Our Mission
The Hematopoietic Stem Cell Transplant Program: Where the Patient Comes First
Northwestern Medicine is a health system of caregivers who aspire to consistently high standards of quality, academic and research excellence, cost-effectiveness and patient satisfaction, where the patient comes first.
We seek to improve the health of the communities we serve by delivering a broad range of services with sensitivity to the individual needs of our patients and their families.
We are bonded in an essential academic and service relationship with Northwestern University Feinberg School of Medicine. The quality of our services is enhanced through their integration with education and research in an environment that encourages excellence of practice, critical inquiry and learning.

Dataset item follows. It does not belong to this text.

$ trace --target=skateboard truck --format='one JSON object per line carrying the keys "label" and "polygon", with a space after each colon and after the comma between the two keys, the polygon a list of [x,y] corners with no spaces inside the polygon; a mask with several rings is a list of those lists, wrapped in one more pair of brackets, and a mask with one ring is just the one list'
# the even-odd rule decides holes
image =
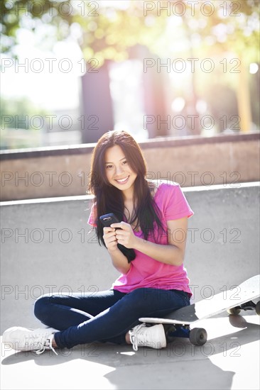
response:
{"label": "skateboard truck", "polygon": [[207,342],[207,332],[202,328],[190,325],[209,318],[224,311],[237,315],[241,310],[255,311],[260,315],[260,301],[253,300],[260,296],[260,275],[256,275],[229,290],[213,295],[188,306],[172,311],[164,318],[142,317],[141,322],[148,324],[161,323],[166,330],[166,340],[173,341],[176,337],[188,338],[194,345],[203,345]]}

Hematopoietic Stem Cell Transplant (HSCT)
Our attending physicians specialize in a particular hematologic disease (i.e. lymphoma, leukemia, multiple myeloma) and are also stem cell transplant attending physicians. Our patients generally get to stay with their attending for disease maintenance as well as transplant related issues.
If an outside referring doctor sends their patients to one of our transplant attending doctors, they will receive a discharge summary from our inpatient service as well as clinic updates as needed.
Program overview
The HSCT Program has established a quality management system in keeping with the principles and quality objectives established within Northwestern Memorial Hospital. The quality management system also ensures that the program adheres to FACT, Joint Commission and other transplant-related external standards.
The HSCT inter-disciplinary team consists of the Administrative Office Personnel, Rube Walker Blood Center, inpatient and outpatient clinical areas, and the Mathews Center for Cellular Therapy. Representatives from these departments make up the Quality Council of the program.
The HSCT medical director assigns responsibility for quality system data collection, monitoring and evaluation to members of the Quality Council. The ultimate responsibility for quality management resides with the medical director in collaboration with the HSCT program administrator. The HSCT Quality Council is represented on the Northwestern Medicine Cancer Quality Committee.
The HSCT quality program monitors data, adverse events, and patient complaints, to assure compliance with clinical practice standards and regulatory requirements. This monitoring assists in identifying opportunities for improvement in patient care, which is conducted through the use of the Corrective/Preventive Action process.